Dental Radiology

Taking radiographs is one of the procedures in dental practice that is often overlooked. Oftentimes, film-holding devices are merely washed and disinfected. The x-ray tube head is a surface often contaminated while positioning it to take a radiograph. Transport of the film to the developing area is a potential source of contamination with blood or OPIM. Contamination of the developing solution should also be taken into consideration.
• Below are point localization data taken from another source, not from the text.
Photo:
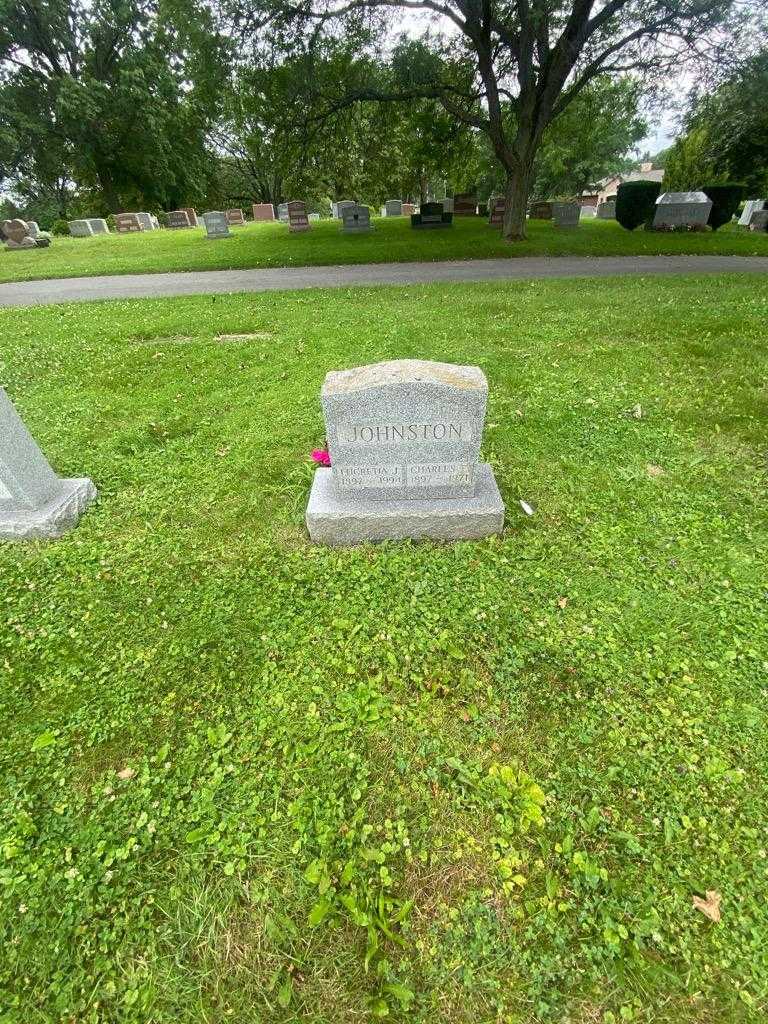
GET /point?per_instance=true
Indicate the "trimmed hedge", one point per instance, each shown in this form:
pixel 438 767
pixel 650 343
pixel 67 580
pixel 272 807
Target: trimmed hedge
pixel 636 203
pixel 725 201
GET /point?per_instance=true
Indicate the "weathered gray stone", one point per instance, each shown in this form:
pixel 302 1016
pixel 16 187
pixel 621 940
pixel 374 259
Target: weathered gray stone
pixel 403 438
pixel 392 208
pixel 688 210
pixel 216 224
pixel 236 217
pixel 355 219
pixel 127 222
pixel 297 218
pixel 178 218
pixel 339 519
pixel 34 502
pixel 565 214
pixel 751 206
pixel 80 228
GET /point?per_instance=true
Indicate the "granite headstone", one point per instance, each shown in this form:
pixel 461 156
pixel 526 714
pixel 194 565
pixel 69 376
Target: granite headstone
pixel 178 218
pixel 565 214
pixel 34 502
pixel 687 210
pixel 403 438
pixel 80 228
pixel 216 224
pixel 297 218
pixel 355 219
pixel 263 211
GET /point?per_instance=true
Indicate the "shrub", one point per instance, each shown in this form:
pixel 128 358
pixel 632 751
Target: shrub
pixel 725 201
pixel 636 202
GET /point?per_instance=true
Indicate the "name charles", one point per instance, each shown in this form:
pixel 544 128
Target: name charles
pixel 396 433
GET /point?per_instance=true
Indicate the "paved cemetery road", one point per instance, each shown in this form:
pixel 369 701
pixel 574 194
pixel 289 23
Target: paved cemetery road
pixel 147 286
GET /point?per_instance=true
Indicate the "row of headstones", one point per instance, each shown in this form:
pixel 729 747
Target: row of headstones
pixel 403 441
pixel 19 233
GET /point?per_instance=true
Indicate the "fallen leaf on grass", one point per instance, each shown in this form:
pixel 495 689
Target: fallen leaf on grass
pixel 710 907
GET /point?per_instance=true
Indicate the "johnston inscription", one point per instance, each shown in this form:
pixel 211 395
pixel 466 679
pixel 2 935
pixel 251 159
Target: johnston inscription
pixel 404 442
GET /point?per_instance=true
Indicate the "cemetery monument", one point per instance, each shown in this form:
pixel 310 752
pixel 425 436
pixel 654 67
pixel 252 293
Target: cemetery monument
pixel 178 218
pixel 565 214
pixel 297 218
pixel 263 211
pixel 431 215
pixel 355 219
pixel 216 224
pixel 687 210
pixel 34 502
pixel 404 440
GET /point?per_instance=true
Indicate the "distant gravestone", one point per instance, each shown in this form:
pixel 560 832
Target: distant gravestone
pixel 404 440
pixel 541 211
pixel 339 208
pixel 431 215
pixel 355 219
pixel 17 236
pixel 80 228
pixel 565 214
pixel 125 222
pixel 34 502
pixel 498 206
pixel 297 218
pixel 465 205
pixel 263 211
pixel 216 224
pixel 686 210
pixel 751 206
pixel 147 221
pixel 178 218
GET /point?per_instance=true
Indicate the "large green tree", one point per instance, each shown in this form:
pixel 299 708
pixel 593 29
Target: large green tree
pixel 119 91
pixel 726 135
pixel 511 70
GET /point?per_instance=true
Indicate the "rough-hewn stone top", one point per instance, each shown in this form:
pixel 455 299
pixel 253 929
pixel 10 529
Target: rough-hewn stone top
pixel 402 372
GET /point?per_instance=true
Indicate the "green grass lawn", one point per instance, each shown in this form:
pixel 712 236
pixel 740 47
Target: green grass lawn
pixel 393 241
pixel 249 779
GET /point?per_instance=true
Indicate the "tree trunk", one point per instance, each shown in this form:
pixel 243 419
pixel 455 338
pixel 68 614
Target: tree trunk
pixel 515 206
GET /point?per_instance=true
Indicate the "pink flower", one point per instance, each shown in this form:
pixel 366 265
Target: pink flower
pixel 322 456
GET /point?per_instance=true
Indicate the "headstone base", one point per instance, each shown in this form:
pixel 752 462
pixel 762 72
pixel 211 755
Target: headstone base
pixel 57 516
pixel 341 519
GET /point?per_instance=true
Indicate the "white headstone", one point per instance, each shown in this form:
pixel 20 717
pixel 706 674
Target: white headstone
pixel 34 502
pixel 751 206
pixel 404 440
pixel 216 224
pixel 682 210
Digital radiography sensors and other high-technology instruments (eg, intra-oral camera, electronic periodontal probe, occlusal analyzers and lasers) come into contact with mucous membranes and are considered semi-critical devices. Use of a barrier does not always protect from contamination. One study determined that a brand of commercially available plastic barriers used to protect dental digital radiography sensors failed at a substantial rate. This rate dropped to 6% when latex finger cots were used in conjunction with the plastic barrier. To minimize the potential for device-associated infections, after removing the barrier, the device should be cleaned and disinfected with an EPA registered hospital disinfectant (intermediatelevel) after each patient. Manufacturers should be consulted regarding appropriate barrier and disinfection/sterilization procedures for digital radiography sensors, other high-technology intra-oral devices and computer components.


Dental Radiology
1. Wear gloves when exposing radiographs and handling contaminated film packets. Use other PPE (eg, protective eyewear, mask and gown) as appropriate if spattering of blood or other body fluids is likely.
2. Use heat-tolerant or disposable intra-oral devices whenever possible (eg, film-holding and positioning devices). Clean and heat-sterilize heat-tolerant devices between patients. At a minimum, high-level disinfect semi-critical heat-sensitive devices, according to manufacturer’s instructions (IB) (243).
3. Transport and handle exposed radiographs in an aseptic manner to prevent contamination of developing equipment (II).
4. The following apply for digital radiography sensors:
a. Use FDA cleared barriers
b. Clean and heat-sterilize or high-level disinfect between patients. If the item cannot tolerate these procedures then at a minimum, protect with FDA approved barriers and clean and disinfect with an EPA registered hospital disinfectant with intermediate level activity between patients.
c. Consult with manufacturer for methods of disinfection and sterilization of digital radiology sensors and for protection of associated computer hardware.